The days can be long and exhausting, but often the payoff is great. On one occasion Justin earned $450 for one weekend of work. “It was for a dance recital. I had to work 40 hours in 3 days. I worked 13 hours for two days and then 14 for the last day,” Holtschneider said.

Big events don’t come around every weekend so working the long hours makes it worthwhile.

“The events aren’t that often. The band concerts are normally seasonal and same with chorus concerts, so it isn’t that much. Then the talent show is only once per year and dance recitals normally come in the spring and winter,” Holtschneider said.

Preparation is key and one little mistake can leave a glaring mark on a show.    

“For the talent show all we use is the spotlight unless it’s a dance, then we’ll put up certain lights that they can ask for and then what they’ll do is they’ll give us cd’s that we have to practice with and learn” Holtschneider said.

“We will come up with a lighting that is suitable to both what we have for our shows and what they want it to look like.
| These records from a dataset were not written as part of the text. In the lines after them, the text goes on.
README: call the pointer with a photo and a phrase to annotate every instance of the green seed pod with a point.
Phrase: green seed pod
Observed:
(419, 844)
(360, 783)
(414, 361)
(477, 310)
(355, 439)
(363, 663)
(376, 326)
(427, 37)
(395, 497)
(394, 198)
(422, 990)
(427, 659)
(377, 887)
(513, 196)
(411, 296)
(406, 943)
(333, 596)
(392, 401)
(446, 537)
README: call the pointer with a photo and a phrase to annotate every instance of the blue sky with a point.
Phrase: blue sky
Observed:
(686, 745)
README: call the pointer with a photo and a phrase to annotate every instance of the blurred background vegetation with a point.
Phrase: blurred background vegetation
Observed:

During class we work to perfect the lights for our Drama productions and create interesting lighting designs,” said Abby Contreras (‘19), a fellow technician.

Their inner perfectionist is often what makes them create a quality product. While they do have a supervisor, they are often relied on to do much of the work themselves.

“One of our jobs is training new light ops” Miranda Fleck (‘18) said. “It’s only difficult if they’re afraid of heights because we have to do so much of our work on the catwalk.”

Ultimately, they all understand the importance of their job and how crucial training the operators for future years will be.

“The training typically goes pretty smoothly,” Fleck said. “It’s a lot of repetition and encouragement, but we all know how important it will be down the line.”